1. Source Code install GenAIComps
git clone https://github.com/opea-project/GenAIComps.git
cd GenAIComps
2. Build Embedding Image
docker build --no-cache -t opea/embedding-tei:latest --build-arg https_proxy=$https_proxy --build-arg http_proxy=$http_proxy -f comps/embeddings/langchain/docker/Dockerfile .
3. Build Retriever Image
docker build --no-cache -t opea/retriever-redis:latest --build-arg https_proxy=$https_proxy --build-arg http_proxy=$http_proxy -f comps/retrievers/langchain/redis/docker/Dockerfile .
4. Build Rerank Image
docker build --no-cache -t opea/reranking-tei:latest --build-arg https_proxy=$https_proxy --build-arg http_proxy=$http_proxy -f comps/reranks/tei/docker/Dockerfile .
5. Build LLM Image
You can use different LLM serving solutions, choose one of following four options.
5.1 Use TGI
docker build --no-cache -t opea/llm-tgi:latest --build-arg https_proxy=$https_proxy --build-arg http_proxy=$http_proxy -f comps/llms/text-generation/tgi/Dockerfile .
5.2 Use VLLM
Build vllm docker.
docker build --no-cache -t opea/llm-vllm-hpu:latest --build-arg https_proxy=$https_proxy --build-arg http_proxy=$http_proxy -f comps/llms/text-generation/vllm/docker/Dockerfile.hpu .

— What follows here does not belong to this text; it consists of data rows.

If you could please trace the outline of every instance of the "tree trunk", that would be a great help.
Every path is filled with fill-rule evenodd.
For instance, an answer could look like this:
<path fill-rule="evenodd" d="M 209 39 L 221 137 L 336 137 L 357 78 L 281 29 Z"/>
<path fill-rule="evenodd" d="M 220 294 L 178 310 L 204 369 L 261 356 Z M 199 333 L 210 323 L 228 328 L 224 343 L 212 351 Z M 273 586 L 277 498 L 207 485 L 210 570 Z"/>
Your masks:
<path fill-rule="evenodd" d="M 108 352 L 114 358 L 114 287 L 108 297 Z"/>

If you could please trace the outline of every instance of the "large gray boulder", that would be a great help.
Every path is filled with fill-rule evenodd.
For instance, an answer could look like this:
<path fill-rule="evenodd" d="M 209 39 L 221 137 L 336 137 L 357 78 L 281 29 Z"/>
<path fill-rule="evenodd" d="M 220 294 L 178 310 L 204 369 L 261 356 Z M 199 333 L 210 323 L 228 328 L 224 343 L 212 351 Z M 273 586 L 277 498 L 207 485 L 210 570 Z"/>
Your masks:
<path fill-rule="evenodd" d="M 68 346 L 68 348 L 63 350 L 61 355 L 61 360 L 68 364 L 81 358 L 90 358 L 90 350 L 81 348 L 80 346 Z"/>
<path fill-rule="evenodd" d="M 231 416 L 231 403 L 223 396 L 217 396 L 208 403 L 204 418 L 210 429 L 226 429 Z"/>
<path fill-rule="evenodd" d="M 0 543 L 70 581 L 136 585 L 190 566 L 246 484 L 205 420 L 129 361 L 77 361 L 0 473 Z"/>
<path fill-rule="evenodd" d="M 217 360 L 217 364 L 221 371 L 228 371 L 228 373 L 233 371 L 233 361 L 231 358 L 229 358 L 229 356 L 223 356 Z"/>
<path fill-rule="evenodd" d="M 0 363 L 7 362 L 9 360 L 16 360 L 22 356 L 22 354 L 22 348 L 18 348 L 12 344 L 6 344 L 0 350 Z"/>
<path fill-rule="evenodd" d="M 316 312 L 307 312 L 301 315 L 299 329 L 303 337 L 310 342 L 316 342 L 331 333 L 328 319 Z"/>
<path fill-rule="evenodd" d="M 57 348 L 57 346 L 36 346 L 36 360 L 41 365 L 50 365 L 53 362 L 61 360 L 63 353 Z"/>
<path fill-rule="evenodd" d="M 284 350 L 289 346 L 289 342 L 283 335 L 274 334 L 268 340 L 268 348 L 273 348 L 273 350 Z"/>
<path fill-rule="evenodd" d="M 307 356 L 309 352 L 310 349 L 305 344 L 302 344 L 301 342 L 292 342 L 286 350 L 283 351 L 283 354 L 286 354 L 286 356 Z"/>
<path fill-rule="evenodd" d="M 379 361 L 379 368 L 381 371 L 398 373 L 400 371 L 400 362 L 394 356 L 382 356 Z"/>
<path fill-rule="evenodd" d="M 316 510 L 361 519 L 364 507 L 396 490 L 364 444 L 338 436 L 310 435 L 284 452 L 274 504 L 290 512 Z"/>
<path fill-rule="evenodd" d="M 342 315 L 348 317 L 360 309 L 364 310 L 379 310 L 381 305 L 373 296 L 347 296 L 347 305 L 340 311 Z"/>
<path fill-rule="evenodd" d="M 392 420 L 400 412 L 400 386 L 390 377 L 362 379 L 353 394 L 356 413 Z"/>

Build microservice docker.
docker build --no-cache -t opea/llm-vllm:latest --build-arg https_proxy=$https_proxy --build-arg http_proxy=$http_proxy -f comps/llms/text-generation/vllm/docker/Dockerfile.microservice .
5.3 Use VLLM-on-Ray
Build vllm-on-ray docker.
docker build --no-cache -t opea/llm-vllm-ray-hpu:latest --build-arg https_proxy=$https_proxy --build-arg http_proxy=$http_proxy -f comps/llms/text-generation/vllm-ray/docker/Dockerfile.vllmray .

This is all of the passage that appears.